Der Ver­trag wurde bis­her weder im Bil­dungs­aus­schuss noch in einem ande­ren geeig­ne­ten Forum the­ma­ti­siert und wirft zumin­dest erheb­li­che Beden­ken hin­sicht­lich des Daten­schut­zes auf. Es ist ins­be­son­dere nicht erkenn­bar, inwie­weit mit die­ser Soft­ware auch Zugriff auf ver­trau­li­che Daten erlangt wer­den kann.

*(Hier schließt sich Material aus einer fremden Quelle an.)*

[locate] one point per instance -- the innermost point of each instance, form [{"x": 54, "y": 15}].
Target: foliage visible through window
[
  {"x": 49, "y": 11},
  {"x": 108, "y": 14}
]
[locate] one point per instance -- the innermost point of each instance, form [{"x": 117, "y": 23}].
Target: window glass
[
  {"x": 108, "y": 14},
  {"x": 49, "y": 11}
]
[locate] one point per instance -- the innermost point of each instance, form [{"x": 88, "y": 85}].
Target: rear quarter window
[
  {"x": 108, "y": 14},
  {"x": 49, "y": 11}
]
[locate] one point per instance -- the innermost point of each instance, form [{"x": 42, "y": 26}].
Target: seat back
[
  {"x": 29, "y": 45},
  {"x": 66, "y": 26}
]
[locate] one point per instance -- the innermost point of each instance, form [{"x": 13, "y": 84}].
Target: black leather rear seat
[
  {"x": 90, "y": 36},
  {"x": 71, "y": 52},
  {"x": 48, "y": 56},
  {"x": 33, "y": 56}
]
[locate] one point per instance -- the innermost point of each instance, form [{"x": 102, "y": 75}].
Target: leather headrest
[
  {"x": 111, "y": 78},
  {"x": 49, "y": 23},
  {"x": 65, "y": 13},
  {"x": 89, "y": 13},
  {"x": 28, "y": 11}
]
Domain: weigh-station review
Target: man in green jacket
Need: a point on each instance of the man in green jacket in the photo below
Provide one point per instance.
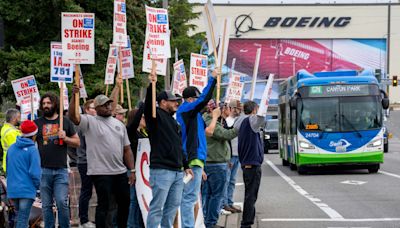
(216, 167)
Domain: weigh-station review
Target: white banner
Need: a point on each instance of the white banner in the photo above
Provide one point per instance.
(59, 71)
(179, 81)
(127, 62)
(262, 111)
(119, 22)
(212, 29)
(77, 32)
(23, 88)
(143, 189)
(224, 44)
(198, 71)
(157, 33)
(111, 64)
(82, 88)
(235, 88)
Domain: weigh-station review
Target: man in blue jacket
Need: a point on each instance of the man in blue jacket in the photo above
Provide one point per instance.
(194, 143)
(23, 172)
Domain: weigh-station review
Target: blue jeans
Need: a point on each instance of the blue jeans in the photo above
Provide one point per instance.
(54, 184)
(23, 207)
(189, 198)
(213, 192)
(166, 187)
(231, 181)
(135, 219)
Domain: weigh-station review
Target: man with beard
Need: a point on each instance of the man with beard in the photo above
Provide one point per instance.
(166, 158)
(53, 156)
(108, 155)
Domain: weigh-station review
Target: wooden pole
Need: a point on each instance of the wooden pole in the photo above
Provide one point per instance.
(61, 114)
(128, 93)
(210, 25)
(255, 72)
(153, 89)
(120, 74)
(77, 83)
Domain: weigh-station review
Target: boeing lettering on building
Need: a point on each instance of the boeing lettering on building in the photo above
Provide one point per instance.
(311, 22)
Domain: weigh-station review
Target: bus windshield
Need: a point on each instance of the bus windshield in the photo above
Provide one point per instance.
(337, 114)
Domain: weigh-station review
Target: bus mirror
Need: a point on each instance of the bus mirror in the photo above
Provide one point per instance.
(293, 102)
(385, 103)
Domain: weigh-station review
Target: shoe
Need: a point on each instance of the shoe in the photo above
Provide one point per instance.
(237, 209)
(225, 212)
(89, 225)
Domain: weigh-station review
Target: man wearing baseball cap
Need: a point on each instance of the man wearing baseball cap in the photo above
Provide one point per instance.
(166, 158)
(108, 155)
(23, 173)
(194, 142)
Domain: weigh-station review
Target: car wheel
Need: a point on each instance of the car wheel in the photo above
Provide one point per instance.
(373, 168)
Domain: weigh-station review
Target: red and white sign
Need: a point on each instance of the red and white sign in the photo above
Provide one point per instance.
(262, 111)
(119, 32)
(77, 32)
(59, 71)
(235, 88)
(111, 64)
(198, 71)
(23, 88)
(157, 33)
(143, 189)
(180, 80)
(127, 62)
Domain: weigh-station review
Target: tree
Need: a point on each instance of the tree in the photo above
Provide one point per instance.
(30, 26)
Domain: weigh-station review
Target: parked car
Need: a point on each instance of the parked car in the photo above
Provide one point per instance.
(270, 135)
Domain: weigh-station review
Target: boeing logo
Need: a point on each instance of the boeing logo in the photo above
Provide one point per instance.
(342, 143)
(311, 22)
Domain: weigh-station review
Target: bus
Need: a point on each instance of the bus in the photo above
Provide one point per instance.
(331, 118)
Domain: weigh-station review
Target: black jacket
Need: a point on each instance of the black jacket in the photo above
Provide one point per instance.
(165, 139)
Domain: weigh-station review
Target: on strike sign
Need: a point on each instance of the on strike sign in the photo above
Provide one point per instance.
(198, 71)
(157, 33)
(59, 71)
(111, 64)
(78, 38)
(235, 88)
(180, 81)
(119, 33)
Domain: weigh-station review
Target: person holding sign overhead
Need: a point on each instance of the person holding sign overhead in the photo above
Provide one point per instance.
(53, 156)
(194, 142)
(167, 160)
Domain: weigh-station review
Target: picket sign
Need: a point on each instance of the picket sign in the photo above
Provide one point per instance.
(143, 188)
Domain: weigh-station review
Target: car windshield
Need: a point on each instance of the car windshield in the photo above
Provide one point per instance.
(272, 125)
(340, 114)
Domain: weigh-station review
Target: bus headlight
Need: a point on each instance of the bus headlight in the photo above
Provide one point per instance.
(306, 145)
(375, 143)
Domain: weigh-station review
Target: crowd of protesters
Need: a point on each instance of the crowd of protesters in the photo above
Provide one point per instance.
(191, 138)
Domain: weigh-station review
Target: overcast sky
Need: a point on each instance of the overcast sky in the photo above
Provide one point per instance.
(294, 1)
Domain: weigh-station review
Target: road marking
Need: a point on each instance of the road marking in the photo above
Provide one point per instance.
(324, 207)
(329, 220)
(389, 174)
(353, 182)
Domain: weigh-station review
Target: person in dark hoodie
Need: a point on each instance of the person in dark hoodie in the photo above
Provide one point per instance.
(23, 179)
(194, 142)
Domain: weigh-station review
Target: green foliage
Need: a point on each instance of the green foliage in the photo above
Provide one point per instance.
(30, 26)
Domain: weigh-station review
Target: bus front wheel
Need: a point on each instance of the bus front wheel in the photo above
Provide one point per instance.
(373, 168)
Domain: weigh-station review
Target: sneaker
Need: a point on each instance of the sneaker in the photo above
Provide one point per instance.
(89, 225)
(225, 212)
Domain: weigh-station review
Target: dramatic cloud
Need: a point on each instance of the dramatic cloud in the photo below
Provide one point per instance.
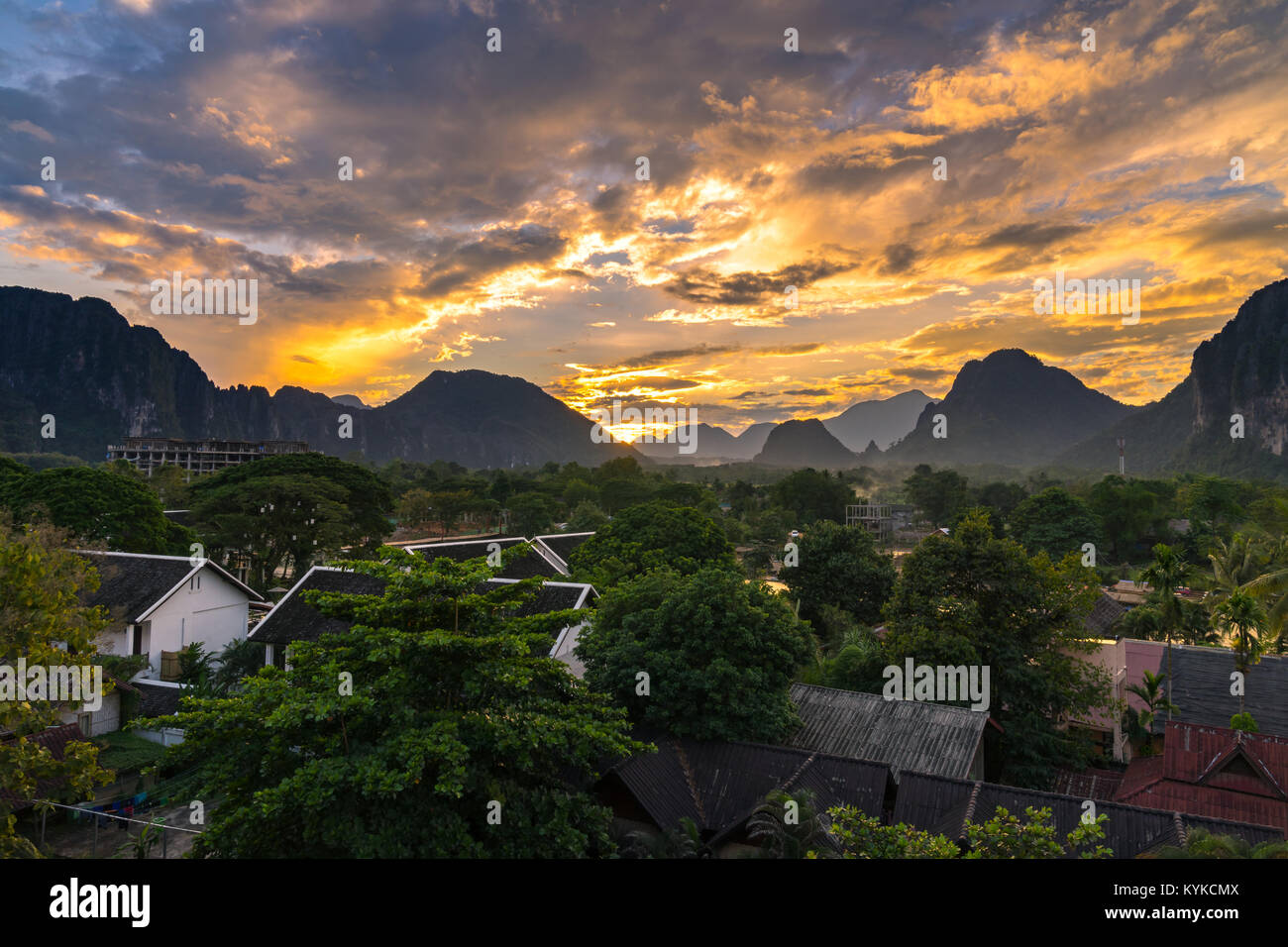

Wir haben des­halb heute eine Kleine Anfrage an die Lan­des­re­gie­rung gerich­tet und um Auf­klä­rung über die Umset­zung die­ses Ver­tra­ges in Schleswig-Holstein gebeten.

Wir sind uns sicher, dass sich auch das Unab­hän­gige Lan­des­zen­trum für Daten­schutz mit die­sem Pro­blem inten­siv aus­ein­an­der­set­zen wird.